This was fairly simple to begin with, but I did it in two separate steps which I'm certain can be combined. I just need a bit of direction (and maybe some reassurance).
I prepared a mushroom tomato sauce for pasta. Here's what I did:
STEP 1: I had fresh San Marzano tomatoes which I skinned (blanched briefly, immersed in ice water, etc.), removed the cores and quartered. Heated some olive oil, added the tomatoes, a small amount of salt and dried oregano, and cooked them down a bit. When they softened, I crushed them with a potato masher (a Scott Conant technique I've used before) and let them simmer briefly.
STEP 2: In a separate pan I heated some olive oil and butter, added some chopped garlic, then added a variety of fresh, sliced mushrooms (crimini, shitake, royal trumpet and oyster) along with some rehydrated porcinis which I'd chopped. I added some thyme and cooked the mushrooms until they were nicely browned. I added some white wine and simmered it until most of the wine had evaporated. Then I added the tomatoes to the pot with the mushrooms along with some of the water the porcinis had soaked in, and let the whole thing simmer for about 45 minutes. The finished sauce was delicious.

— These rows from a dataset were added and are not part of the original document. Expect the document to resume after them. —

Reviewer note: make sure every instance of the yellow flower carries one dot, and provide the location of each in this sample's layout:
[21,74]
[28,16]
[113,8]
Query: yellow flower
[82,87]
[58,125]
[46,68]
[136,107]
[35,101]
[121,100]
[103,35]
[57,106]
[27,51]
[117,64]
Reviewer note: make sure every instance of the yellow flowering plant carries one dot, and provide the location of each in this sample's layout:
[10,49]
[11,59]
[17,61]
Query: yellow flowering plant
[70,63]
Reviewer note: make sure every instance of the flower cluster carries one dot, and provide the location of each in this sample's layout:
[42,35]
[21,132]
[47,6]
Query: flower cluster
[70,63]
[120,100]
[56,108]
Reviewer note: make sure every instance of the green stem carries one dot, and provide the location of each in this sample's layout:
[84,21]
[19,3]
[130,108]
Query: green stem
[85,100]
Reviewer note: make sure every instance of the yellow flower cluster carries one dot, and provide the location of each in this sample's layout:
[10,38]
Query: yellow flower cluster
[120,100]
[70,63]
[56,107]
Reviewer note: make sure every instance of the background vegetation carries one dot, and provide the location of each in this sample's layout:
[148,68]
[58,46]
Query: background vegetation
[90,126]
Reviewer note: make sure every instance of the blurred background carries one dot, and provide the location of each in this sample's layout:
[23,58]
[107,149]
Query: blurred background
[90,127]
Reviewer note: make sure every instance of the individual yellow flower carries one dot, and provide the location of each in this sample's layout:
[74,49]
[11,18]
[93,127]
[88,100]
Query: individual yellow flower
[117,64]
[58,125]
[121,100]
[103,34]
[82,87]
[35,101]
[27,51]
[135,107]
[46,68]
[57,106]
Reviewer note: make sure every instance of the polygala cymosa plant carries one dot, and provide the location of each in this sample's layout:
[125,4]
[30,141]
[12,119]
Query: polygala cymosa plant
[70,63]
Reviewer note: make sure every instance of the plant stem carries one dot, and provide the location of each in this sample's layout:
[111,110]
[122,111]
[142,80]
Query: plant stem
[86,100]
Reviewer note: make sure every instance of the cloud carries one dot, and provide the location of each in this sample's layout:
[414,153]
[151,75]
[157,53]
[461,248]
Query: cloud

However, I've got to believe I could have done this all in one pot instead of two. The reason I didn't simply add the uncooked tomatoes to the mushrooms was because I wasn't sure how to break them down. And this is really the gist of my dilemma. I didn't want to crush the tomatoes in the pot containing the mushrooms because I didn't want to crush the mushrooms. And I thought I'd be sacrificing the texture of the tomatoes if I crushed them before cooking and added them to the pot raw. Conversely, adding the raw mushrooms to the pot with the tomatoes didn't make any sense to me at all because they couldn't brown properly.
So my question is, what would have been the best way for me to end up with the same delicious, beautifully textured sauce without having to use two separate pots?